Authenticate with username and password. Returns a short-lived access token and a long-lived refresh token.
Request
{
"username": "alice",
"password": "my-password"
}Response 200
{
"access_token": "<JWT>",
"refresh_token": "<UUID>",
"expires_in": 86400,
"token_type": "Bearer",
"username": "alice"
}Error responses
| Status | error code |
Reason |
|---|---|---|
| 400 | invalid_request |
Missing or malformed JSON body |
| 401 | invalid_credentials |
Wrong username or password |
| 403 | account_disabled |
Account has been deactivated |
| 500 | internal_error |
Database or token generation error |
Exchange a valid refresh token for a new access token.
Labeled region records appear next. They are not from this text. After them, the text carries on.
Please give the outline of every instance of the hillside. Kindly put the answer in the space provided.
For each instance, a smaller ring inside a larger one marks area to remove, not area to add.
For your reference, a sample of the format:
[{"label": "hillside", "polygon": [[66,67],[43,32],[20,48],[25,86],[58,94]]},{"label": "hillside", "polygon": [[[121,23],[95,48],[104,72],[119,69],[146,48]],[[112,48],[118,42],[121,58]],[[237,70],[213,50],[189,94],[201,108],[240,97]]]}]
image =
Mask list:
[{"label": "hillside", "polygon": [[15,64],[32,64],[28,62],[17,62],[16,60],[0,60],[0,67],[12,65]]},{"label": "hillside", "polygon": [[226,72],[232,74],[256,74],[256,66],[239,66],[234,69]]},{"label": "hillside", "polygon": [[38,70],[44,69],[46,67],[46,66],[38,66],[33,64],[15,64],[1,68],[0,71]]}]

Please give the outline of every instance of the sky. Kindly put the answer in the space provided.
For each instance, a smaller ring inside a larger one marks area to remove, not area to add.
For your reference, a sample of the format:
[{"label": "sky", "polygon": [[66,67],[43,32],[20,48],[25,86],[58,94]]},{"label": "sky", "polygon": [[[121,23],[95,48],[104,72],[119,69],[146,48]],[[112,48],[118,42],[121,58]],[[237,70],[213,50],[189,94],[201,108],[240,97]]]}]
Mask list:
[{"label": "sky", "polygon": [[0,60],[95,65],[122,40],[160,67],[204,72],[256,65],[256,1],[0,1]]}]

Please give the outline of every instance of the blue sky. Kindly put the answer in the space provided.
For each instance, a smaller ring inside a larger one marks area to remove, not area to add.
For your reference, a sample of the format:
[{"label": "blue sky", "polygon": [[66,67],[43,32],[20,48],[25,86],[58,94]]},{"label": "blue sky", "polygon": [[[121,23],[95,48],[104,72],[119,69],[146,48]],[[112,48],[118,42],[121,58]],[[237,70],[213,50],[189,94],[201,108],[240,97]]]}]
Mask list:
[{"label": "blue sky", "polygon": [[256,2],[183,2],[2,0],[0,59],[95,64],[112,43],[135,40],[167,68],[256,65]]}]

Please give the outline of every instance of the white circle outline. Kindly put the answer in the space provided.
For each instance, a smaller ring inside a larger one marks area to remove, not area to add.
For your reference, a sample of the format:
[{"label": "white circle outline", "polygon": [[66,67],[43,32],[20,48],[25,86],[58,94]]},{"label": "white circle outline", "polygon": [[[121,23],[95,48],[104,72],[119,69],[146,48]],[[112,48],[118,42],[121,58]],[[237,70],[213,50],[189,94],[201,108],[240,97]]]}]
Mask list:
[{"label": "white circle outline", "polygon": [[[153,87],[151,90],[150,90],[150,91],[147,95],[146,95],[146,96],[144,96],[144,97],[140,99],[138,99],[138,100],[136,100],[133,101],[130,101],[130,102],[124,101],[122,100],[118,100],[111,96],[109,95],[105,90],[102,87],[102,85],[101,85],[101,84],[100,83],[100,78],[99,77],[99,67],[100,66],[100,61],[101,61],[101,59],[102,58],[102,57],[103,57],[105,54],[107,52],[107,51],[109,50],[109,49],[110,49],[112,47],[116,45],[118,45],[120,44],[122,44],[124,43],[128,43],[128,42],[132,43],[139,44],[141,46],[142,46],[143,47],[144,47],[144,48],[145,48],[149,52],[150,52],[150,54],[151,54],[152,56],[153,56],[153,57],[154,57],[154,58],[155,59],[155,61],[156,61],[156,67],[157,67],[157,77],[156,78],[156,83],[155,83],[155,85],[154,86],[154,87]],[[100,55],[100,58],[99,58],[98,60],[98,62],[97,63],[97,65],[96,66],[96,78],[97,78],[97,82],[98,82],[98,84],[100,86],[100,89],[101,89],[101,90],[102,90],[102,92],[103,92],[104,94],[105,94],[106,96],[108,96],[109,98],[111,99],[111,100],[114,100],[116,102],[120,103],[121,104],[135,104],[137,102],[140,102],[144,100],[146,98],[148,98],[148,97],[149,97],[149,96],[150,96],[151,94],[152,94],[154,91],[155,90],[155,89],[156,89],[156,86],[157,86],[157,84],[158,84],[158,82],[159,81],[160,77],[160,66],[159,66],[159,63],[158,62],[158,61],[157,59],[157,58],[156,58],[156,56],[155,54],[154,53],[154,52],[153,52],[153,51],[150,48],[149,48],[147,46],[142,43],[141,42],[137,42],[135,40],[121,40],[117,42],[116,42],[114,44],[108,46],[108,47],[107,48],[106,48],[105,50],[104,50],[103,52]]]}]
The refresh token is not rotated.
Request
{
"refresh_token": "<UUID from /auth/login>"
}Response 200
{
"access_token": "<new JWT>",
"expires_in": 86400,
"token_type": "Bearer"
}Error responses
| Status | error code |
Reason |
|---|---|---|
| 400 | invalid_request |
Missing refresh_token |
| 401 | invalid_refresh_token |
Token expired, revoked, or unknown |
| 403 | account_disabled |
Account deactivated after token was issued |
Invalidate the current session. Blacklists the access token (if provided) and revokes the refresh token.
Headers
Authorization: Bearer <access_token> (optional but recommended)
Request body (optional)
{
"refresh_token": "<UUID>"
}Response
204 No Content
All admin endpoints (except /api/admin/login) require a valid admin JWT.
Authentication: Bearer token from /api/admin/login, or the pairproxy_admin cookie set by the dashboard login page.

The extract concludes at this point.